それまでは11月に入るとパソコンを駆使し、どんな絵柄にするかとフリー素材を探し、それに少し手を加え、そこに文字を当てはめ、年賀葉書の裏面にプリントアウトしてオリジナルの葉書にしていた。
この自己満足で作成したものを誰かに見せたい気持ちもあり、創作する一連の作業は楽しいものだった。
 でも、あれ、なぜこの楽しさをやめたのだろう。
 コロナ禍で外出もままならず、家にいることが多くなり時間はたっぷりあったはずなのに、だ。
 貴文と連絡が取れなくなったからだろうか。
 時間は有意義に使いこなさなければ持て余してしまう。忙しく動いていれば自ずと割り振りができ、少しの時間でもやりたい事を組み込めていた。
 なのに、ひとりでは余りすぎる時間のせいで、今じゃなくてもいつでもできる、と先延ばしにする物事が多くなっていた。賀状づくりもそのひとつだった。
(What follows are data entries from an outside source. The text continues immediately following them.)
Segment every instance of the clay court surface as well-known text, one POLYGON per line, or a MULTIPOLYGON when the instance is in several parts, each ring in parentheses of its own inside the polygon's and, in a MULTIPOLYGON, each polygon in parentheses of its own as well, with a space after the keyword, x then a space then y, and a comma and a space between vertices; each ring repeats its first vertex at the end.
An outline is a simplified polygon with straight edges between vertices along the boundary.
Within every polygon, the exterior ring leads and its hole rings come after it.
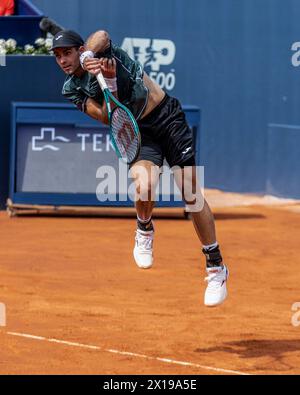
POLYGON ((133 219, 0 212, 0 373, 299 374, 298 207, 214 209, 230 278, 213 309, 188 220, 156 220, 143 271, 133 219))

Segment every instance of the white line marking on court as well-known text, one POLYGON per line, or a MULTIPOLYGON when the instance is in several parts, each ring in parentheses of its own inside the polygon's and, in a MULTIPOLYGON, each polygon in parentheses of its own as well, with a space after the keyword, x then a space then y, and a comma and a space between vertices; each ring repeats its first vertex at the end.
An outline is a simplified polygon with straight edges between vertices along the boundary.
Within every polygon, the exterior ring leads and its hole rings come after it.
POLYGON ((300 125, 288 125, 288 124, 281 124, 281 123, 269 123, 268 126, 270 128, 300 130, 300 125))
POLYGON ((193 368, 211 370, 211 371, 219 372, 219 373, 231 373, 231 374, 236 374, 236 375, 240 375, 240 376, 251 376, 250 373, 243 373, 243 372, 239 372, 238 370, 214 368, 212 366, 200 365, 198 363, 193 363, 193 362, 176 361, 174 359, 168 359, 168 358, 150 357, 149 355, 137 354, 137 353, 128 352, 128 351, 119 351, 119 350, 114 350, 114 349, 105 350, 99 346, 93 346, 93 345, 89 345, 89 344, 81 344, 81 343, 69 342, 69 341, 65 341, 65 340, 58 340, 58 339, 51 339, 51 338, 47 339, 46 337, 28 335, 26 333, 6 332, 6 334, 10 335, 10 336, 25 337, 27 339, 32 339, 32 340, 46 341, 49 343, 64 344, 66 346, 81 347, 81 348, 98 350, 98 351, 101 350, 104 352, 109 352, 111 354, 125 355, 125 356, 136 357, 136 358, 144 358, 144 359, 148 359, 148 360, 152 360, 152 361, 159 361, 159 362, 164 362, 164 363, 169 363, 169 364, 174 364, 174 365, 190 366, 193 368))

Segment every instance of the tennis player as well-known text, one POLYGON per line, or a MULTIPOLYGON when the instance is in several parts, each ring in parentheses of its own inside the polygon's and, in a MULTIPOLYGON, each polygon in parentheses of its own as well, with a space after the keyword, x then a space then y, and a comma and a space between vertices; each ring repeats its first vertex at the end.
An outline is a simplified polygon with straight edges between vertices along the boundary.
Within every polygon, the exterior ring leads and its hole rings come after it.
POLYGON ((227 296, 228 269, 223 263, 216 239, 212 212, 204 198, 197 209, 195 194, 190 192, 196 190, 196 196, 201 195, 192 132, 179 101, 152 81, 137 61, 113 45, 105 31, 93 33, 84 43, 77 33, 63 30, 54 36, 53 51, 58 65, 67 74, 62 94, 80 111, 108 123, 105 100, 96 79, 102 71, 110 91, 129 108, 138 122, 141 151, 131 166, 139 197, 135 204, 137 230, 133 250, 137 266, 148 269, 153 264, 153 196, 165 158, 174 169, 174 177, 190 208, 206 257, 208 284, 204 304, 221 304, 227 296))

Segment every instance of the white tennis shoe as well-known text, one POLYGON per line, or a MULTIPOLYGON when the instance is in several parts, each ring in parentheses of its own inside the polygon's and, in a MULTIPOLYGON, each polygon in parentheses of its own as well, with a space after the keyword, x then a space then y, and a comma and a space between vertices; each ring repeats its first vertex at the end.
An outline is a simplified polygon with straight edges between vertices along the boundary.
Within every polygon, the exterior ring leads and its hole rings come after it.
POLYGON ((133 256, 141 269, 149 269, 153 263, 154 230, 144 232, 137 229, 133 256))
POLYGON ((223 303, 227 297, 227 279, 229 271, 223 267, 210 267, 206 269, 208 276, 205 281, 208 282, 204 295, 204 304, 208 307, 218 306, 223 303))

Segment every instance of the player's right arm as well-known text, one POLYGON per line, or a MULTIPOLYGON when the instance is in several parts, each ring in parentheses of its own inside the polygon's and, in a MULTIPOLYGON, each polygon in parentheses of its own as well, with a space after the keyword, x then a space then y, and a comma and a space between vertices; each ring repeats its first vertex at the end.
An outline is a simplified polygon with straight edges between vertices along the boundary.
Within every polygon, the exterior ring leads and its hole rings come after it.
POLYGON ((102 123, 108 125, 108 114, 105 101, 102 104, 96 102, 92 98, 88 98, 85 102, 85 111, 91 118, 96 119, 102 123))

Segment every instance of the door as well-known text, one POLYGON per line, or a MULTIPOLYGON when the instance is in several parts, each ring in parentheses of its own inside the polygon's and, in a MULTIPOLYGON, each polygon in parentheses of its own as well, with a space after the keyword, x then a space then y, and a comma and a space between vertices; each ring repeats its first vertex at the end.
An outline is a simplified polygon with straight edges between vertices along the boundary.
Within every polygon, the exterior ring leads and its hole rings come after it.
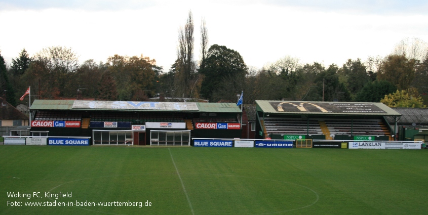
POLYGON ((141 132, 138 134, 138 145, 145 146, 146 145, 146 133, 141 132))

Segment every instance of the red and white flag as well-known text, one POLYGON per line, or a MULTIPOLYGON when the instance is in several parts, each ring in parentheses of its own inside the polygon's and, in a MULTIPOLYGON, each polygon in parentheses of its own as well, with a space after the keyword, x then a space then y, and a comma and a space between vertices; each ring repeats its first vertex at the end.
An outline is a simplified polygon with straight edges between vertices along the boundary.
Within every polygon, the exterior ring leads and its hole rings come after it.
POLYGON ((25 96, 29 95, 29 94, 30 94, 30 87, 29 87, 28 89, 27 89, 27 91, 25 91, 25 93, 24 93, 24 95, 22 96, 21 97, 21 98, 19 99, 19 100, 21 100, 21 101, 23 100, 24 97, 25 97, 25 96))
 何をするにも面倒くさく、やる気が失せ、けだるさが体中に蔓延していた。まるで世間をにぎわせている厄介なウイルスに感染したみたいだ。この流行りの厄介ものには、実際に罹ってはいないのが幸いだけど。
 気づけば一年の締めくくりの日。
 もう間に合わないし、今年はやめよう。これを機に年賀状から卒業するのもいいかもしれない。
 どのみち年賀状だけの付き合いが大半を占めてきている。もう何年も、いや何十年も会っていない人もいるし、いまでは顔すら思い出せない人もいる。来るから出す、出すから来る、を繰り返す義理の往復葉書的になっている。
 いまだ親交のある人たちには、メールやLINEで新年の挨拶をして、年賀状やめました、の旨を伝えよう。そして、その事情を知らずに届いた年賀状だけの付き合いの人には、寒中見舞いとしてその旨を伝えよう。だって住所以外の連絡形態を知らないのだから。
 私はそう決めたのだった。
 その年から長年の作る楽しみは、年末の慌ただしい風に吹かれ、私の心にポッカリとあいた穴の隙間から流れて消えた。
 
 貴文と知り合ったのは、私が二十代後半ぐらいだっただろうか。暑気払いと称した居酒屋での飲み会。たまたま隣同士のテーブルにいたのが貴文たちのグループだった。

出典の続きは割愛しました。